I cannot stop caring about the concept of sin, because it is still the most important concept defining my life – society considers me  sinner, and its hold on my life is so firm that I can’t wiggle out.

That’s why it’s important to listen to ex-Muslims. Our experience is in many ways different from yours, and it’s better if you draw a mental picture of our situation, use your human faculties of empathy and imagination, and to understand us better.

We also had a dress code to go to church (tie obbligatory, no jeans), and women had to dress modestly and not sexy. I was excommunicated because of atheism, and my former communty doesn’t greet me (even after 20 years of having left them. Guess I am radioactive 

Which shows the root of this misunderstanding. While the problems he faced for being an atheist are entirely valid and wrong, it’s still a bit strange to compare it to the dressing code women have to abide to in Iran, that the very fact that he could leave them is a huge advantage.
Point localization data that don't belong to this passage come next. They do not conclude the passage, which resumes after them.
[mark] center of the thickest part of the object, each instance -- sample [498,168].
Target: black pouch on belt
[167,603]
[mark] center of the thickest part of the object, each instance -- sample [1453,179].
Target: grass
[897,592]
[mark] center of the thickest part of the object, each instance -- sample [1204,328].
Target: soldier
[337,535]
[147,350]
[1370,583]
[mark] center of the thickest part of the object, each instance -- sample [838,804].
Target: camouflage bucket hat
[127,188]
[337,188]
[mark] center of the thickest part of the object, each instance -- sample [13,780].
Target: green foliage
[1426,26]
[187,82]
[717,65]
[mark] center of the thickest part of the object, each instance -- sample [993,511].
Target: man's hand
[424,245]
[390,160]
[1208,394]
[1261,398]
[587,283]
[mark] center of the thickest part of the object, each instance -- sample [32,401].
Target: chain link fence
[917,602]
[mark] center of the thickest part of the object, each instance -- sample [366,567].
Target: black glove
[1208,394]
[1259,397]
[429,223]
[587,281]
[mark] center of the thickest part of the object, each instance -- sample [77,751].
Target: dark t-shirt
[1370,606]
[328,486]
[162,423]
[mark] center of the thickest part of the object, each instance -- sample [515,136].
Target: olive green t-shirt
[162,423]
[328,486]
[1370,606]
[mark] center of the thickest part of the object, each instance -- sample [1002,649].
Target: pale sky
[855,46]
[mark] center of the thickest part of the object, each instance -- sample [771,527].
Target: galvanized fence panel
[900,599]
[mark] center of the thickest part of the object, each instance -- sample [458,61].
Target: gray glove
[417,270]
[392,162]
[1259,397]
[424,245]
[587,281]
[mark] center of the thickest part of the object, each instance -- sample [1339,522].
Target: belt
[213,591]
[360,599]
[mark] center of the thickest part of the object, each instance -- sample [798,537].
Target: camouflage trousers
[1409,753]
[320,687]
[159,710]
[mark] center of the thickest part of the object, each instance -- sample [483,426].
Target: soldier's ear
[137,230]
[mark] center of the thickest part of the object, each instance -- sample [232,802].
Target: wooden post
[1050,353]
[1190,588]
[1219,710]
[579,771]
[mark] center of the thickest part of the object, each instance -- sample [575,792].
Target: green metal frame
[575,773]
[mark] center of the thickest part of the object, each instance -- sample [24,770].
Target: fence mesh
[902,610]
This position is not a disease, it’s not inside me. Religion is not an illness but it is a very hegemonic system, I don’t need to cure myself, as long as I am inside this system I have no freedom from these restraints.

I cannot not be a sinner even though I do not believe in sin.

Also, I’m not a girl.

Comments

  1. Pierce R. Butler says

    … and ex female muslims!

    Most of them remain female, even while leaving the Muslim part behind.

    Consider the lot of transsexual Iranians, if you want to think how intersectional problems multiply rather than add.

  2. Ed says

    I just read your “101 Sins” post and seriously, it was one of the most beautiful things I’ve ever read. Such complexity, deep feeling, sorrow and humor. It should win a poetry award. Thanks for sharing.